If the BoE predicts an inflation rate that low for 2016 and cuts its growth forecast for Britain’s economy this year, investors might add to their bets that interest rates will not rise for yet another two years.
Financial markets were recently pricing in a slim chance of a cut in borrowing costs this year.
But some economists expect that the Bank will also increase its expectations for inflation in two and three years’ time to above its 2 percent target.
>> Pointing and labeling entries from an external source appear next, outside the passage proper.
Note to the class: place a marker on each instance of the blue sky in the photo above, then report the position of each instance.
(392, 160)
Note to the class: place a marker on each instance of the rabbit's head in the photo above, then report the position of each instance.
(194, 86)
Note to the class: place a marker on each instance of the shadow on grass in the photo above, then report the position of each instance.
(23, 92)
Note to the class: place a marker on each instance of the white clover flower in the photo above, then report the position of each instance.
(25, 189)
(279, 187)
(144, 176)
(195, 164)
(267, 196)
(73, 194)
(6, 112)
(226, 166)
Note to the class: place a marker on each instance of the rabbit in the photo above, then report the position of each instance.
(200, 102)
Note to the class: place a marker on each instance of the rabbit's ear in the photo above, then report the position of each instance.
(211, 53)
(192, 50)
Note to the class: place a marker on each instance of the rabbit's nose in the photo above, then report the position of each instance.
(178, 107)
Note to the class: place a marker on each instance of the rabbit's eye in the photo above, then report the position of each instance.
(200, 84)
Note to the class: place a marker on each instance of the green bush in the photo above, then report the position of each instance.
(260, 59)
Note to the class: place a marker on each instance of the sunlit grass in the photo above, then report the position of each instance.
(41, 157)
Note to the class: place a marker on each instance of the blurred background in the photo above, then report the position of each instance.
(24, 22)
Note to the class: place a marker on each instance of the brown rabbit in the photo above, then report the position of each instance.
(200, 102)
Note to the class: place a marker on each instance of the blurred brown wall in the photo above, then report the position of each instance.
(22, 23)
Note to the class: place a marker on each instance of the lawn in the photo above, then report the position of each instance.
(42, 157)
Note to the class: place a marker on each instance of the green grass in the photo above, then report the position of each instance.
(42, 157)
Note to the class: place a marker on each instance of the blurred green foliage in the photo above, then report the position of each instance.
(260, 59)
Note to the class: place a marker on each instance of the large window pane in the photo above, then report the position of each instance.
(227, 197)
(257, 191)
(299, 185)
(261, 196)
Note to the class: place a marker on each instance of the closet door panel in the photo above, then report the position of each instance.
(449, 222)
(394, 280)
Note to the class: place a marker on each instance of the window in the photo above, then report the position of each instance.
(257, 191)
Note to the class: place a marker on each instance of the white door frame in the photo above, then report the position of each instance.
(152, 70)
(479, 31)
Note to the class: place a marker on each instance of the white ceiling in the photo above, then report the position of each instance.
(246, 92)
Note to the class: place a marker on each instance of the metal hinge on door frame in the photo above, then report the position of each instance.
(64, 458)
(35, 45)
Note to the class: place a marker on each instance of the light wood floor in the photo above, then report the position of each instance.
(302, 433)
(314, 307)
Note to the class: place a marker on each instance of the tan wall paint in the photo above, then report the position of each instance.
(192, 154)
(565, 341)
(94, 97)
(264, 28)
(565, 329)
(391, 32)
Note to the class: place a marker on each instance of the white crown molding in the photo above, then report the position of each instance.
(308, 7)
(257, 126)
That would act as a signal that it believes markets are too pessimistic about the chance of a pick-up in growth and inflation.
Carney said last week he expected solid growth among the world’s rich economies even if emerging nations were slowing, and surveys published this week suggested Britain had a better-than-expected start to the year.
Economists polled by Reuters expect the Bank to raise interest rates in November this year.